How the $13b bid for BlueScope may sidestep one of Australia's toughest regulators
Ryan Stokes' SGH and US based Steel Dynamics are quietly confident their bid for the Australian steelmaker will avoid the wrath of the unpredictable Foreign Investment Review Board.
Ryan Stokes' industrial services group SGH and US-based Steel Dynamics believe their $13 billion move for BlueScope can avoid the wrath of the Foreign Investment Review Board (FIRB), eliminating a major potential obstacle facing all cross-border transactions.

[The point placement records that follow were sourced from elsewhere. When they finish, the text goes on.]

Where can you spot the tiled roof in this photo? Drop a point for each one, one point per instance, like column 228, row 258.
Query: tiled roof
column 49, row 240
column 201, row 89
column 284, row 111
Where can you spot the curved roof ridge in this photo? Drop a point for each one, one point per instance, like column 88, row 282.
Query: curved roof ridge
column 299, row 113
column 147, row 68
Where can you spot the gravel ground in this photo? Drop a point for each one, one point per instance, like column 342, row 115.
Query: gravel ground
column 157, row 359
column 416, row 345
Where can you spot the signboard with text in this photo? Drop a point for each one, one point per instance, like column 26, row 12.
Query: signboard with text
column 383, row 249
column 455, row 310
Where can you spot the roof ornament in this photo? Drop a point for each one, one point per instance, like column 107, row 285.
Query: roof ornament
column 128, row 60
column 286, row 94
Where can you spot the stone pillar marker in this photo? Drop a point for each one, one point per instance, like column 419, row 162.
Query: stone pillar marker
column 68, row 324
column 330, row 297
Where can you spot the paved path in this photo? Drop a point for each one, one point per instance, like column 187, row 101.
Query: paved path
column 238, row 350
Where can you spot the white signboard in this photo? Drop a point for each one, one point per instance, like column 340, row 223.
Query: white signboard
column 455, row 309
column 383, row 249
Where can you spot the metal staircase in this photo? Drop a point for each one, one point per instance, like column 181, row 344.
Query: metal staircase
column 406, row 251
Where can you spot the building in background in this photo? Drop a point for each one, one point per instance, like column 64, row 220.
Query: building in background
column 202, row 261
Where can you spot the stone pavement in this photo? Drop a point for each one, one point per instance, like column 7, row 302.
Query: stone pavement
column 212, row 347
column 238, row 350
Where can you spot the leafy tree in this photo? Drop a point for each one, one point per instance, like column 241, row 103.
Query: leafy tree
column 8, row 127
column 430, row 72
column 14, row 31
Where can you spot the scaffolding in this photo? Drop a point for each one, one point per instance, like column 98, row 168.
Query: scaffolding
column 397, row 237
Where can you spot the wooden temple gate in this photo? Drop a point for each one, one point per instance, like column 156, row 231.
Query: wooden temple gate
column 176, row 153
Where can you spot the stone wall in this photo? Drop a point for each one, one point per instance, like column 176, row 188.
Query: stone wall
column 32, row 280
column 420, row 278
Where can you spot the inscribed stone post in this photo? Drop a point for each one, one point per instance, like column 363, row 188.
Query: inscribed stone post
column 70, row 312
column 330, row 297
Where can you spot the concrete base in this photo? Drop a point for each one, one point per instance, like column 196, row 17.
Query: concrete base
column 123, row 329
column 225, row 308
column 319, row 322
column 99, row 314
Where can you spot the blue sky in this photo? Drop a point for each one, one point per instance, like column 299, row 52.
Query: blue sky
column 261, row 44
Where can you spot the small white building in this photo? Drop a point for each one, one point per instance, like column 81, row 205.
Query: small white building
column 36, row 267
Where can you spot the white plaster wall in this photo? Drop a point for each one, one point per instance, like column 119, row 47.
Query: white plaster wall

BlueScope revealed late on Monday night it had knocked back three earlier approaches from Steel Dynamics for its entire business, in part due to “significant execution risk in relation to regulatory outcomes”. That has widely been interpreted as a reference to the Australian steelmaker's concerns that the earlier proposals may have been blocked by FIRB, which has an unpredictable history of rejecting cross-border deals.
But under the latest, $13 billion non-binding indicative offer, BlueScope would be wholly owned by Australian company SGH before its North American assets are divested to Nasdaq-listed Steel Dynamics.
As such, the move is being framed as an Australian company acquiring another Australian company, even though Steel Dynamics may end up funding the bulk of the transaction.